In 1888 Norman L. Munro published Golden Hours which introduced Young Tom Edison. The Houses of Munro and Beadle enjoyed great commercial success until the early 1900s when the popularity of dime novels declined, replaced by the cheaper “nickel libraries.

The New York Family Story Paper made Norman a millionaire. He spent loads of his money on his passion, steam yachting. His yachts included The Norman, the Henrietta (named for his wife), Now-then, Say When, So So, Our Mary, the Jersey Lily, Vamoose, and the Norwood, the swiftest craft afloat at 32 miles an hour.

Norman Munro died in his wife’s arms on February 24,1894, his death following a surgical operation for appendicitis. The Washington Post claimed his operation was “necessitated by fatal poisoning.” His son Henry was also reported dangerously ill, suffering from the same complaint at Dobbs Ferry. He apparently survived the ordeal. His estate was shared between Mrs. Henrietta E. Munro and their two children, “soon to come of age.”
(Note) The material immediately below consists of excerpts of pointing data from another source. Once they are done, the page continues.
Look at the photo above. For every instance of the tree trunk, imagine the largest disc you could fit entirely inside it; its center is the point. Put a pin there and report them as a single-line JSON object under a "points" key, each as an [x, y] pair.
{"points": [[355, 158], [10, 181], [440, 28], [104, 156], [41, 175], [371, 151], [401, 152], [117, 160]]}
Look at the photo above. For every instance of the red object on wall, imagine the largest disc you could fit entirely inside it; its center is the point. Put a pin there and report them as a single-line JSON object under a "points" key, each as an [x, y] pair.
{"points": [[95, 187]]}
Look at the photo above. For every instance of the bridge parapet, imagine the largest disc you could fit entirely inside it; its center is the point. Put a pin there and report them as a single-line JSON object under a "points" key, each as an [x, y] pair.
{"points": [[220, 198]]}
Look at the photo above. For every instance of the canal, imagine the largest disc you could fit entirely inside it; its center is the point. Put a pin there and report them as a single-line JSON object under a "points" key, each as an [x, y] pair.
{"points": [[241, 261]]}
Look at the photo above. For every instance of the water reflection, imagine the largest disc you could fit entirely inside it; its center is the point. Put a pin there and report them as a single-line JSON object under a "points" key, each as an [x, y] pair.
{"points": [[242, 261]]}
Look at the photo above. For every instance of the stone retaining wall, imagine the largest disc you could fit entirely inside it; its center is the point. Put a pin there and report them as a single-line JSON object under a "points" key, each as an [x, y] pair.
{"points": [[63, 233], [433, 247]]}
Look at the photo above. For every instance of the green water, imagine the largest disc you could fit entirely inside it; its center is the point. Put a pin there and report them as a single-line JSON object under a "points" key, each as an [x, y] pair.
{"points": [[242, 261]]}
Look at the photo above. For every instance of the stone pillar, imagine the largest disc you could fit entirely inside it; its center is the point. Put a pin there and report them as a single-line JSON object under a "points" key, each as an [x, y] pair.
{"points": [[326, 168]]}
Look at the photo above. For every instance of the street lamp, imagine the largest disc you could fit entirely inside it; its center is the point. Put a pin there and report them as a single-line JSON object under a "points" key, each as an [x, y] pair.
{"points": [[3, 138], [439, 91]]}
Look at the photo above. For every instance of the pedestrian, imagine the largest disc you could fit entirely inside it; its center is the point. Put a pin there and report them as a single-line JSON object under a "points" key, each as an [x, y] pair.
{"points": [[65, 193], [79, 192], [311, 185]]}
*Many thanks to Joe Rainone for the portraits.
*A handy reference guide to publishers of cheap libraries of the railway age on both sides of the Atlantic can be found in John Spiers’ Serious about Series: American Cheap ‘Libraries’, British ‘Railway’ Libraries, and Some Literary Series of the 1890’s HERE






2 comments:

Anonymous said...

Mr. Adcock,
I've come across your blog and especially your post on Norman Munro from an article about H. Irving Hancock which said he was Mr. Munro's main writer for his Golden Hours paper. I just wondered if you knew anything about that. Thank you.

Donna

john adcock said...

I'm not sure if he was the "main" writer for Golden Hours, but it is true that he wrote for that paper under the name "Douglas Wells," according to J.Randolph Cox. Other than that I can't add anything about Golden Hours -- not too familiar with the story paper.